April 28, 2026 I've been testing a small but meaningful change to my workflow when handling big-medium code changes. My usual process is straightforward: plan, review the plan, then build. All with the same model. (Quick note: Akita wrote an excellent post about mixing multiple models for different stages, which I recommend checking out.) The change I'm testing is a pre-planning phase that shifts how I start the work. Instead of dumping context and immediately planning, I've added a round of clarification first. I tell the AI: read what I'm giving you, don't check the code yet, organize the ideas, goals, and demands, then generate a summary document. This document isn't technical. It's a concise, clear statement of what's expected. What's happening here is I'm feeding maximum context upfront: screenshots, Slack threads, my considerations, proposed solutions, everything. The AI reads this context first, not the codebase, and synthesizes it into a shared understanding. Then I review this document before we dive deeper. If it aligns with the changes at the top level, we move to planning. Here's a simplified example of the kind of prompt I use (not my actual one, just a reference):
You're receiving a request for a feature change. Before we start planning:

1. Read everything I'm providing: screenshots, Slack threads, my notes
2. Don't check the code yet
3. Organize the ideas, goals, demands, and constraints
4. Generate a concise summary document of what should be done
5. This summary should be clear but not technical

After this pre-planning, I'll review the document. If everything aligns, we start the actual planning.

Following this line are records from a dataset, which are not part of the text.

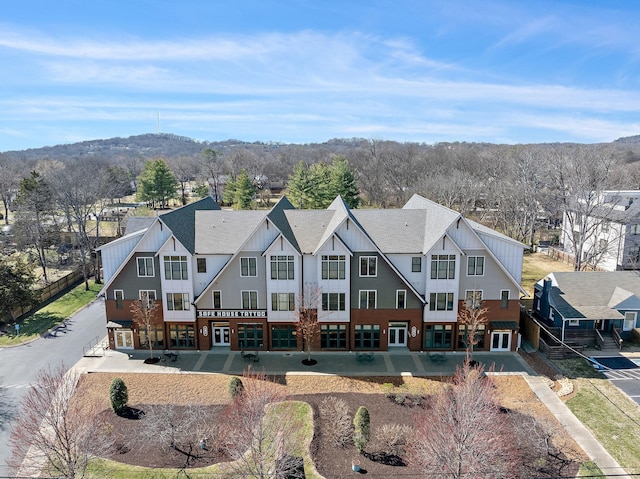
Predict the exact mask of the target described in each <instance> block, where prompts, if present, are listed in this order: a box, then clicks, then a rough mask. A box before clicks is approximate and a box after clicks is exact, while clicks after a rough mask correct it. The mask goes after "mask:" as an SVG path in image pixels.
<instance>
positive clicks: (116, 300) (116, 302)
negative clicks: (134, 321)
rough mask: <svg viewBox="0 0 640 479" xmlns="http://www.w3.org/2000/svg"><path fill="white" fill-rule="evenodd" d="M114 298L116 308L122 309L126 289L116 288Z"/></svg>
mask: <svg viewBox="0 0 640 479" xmlns="http://www.w3.org/2000/svg"><path fill="white" fill-rule="evenodd" d="M113 299H115V300H116V308H117V309H122V302H123V301H124V291H123V290H121V289H114V290H113Z"/></svg>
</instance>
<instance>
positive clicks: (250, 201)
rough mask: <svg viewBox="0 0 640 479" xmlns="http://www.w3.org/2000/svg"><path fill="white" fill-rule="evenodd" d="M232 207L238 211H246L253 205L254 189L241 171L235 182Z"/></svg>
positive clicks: (254, 192) (249, 182)
mask: <svg viewBox="0 0 640 479" xmlns="http://www.w3.org/2000/svg"><path fill="white" fill-rule="evenodd" d="M235 186H236V188H235V194H234V197H233V207H234V208H235V209H239V210H248V209H250V208H251V206H252V205H253V200H254V198H255V196H256V187H255V185H254V184H253V182H252V181H251V178H249V175H248V174H247V171H246V170H242V171H241V172H240V174H239V175H238V178H237V180H236V185H235Z"/></svg>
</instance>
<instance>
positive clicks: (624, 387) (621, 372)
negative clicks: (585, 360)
mask: <svg viewBox="0 0 640 479" xmlns="http://www.w3.org/2000/svg"><path fill="white" fill-rule="evenodd" d="M592 359H593V360H595V361H597V363H598V364H600V365H601V367H598V368H597V369H598V370H599V371H600V372H601V373H602V374H603V375H604V376H606V377H607V379H609V381H611V382H612V383H613V384H614V385H615V386H616V387H617V388H618V389H620V390H621V391H622V392H624V393H625V394H626V395H627V396H629V397H630V398H631V399H632V400H633V401H635V402H636V404H640V358H638V357H626V356H604V357H598V356H594V357H592Z"/></svg>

Once we move to planning, I guide the AI to not assume anything. If it finds anything ambiguous, confused, or that might block the plan in the code itself, it should always ask before moving forward. But ideally, the pre-planning phase should have already resolved ambiguity and confusion at the top level, so we're working from solid ground. This macro view changed how I see the work. In one case, what I initially thought was one implementation turned into three different plans instead. That shift in perspective comes from having a clear, shared understanding before diving into technical decisions. I'm keeping this strategy in my workflow. Let's see how it plays out over time.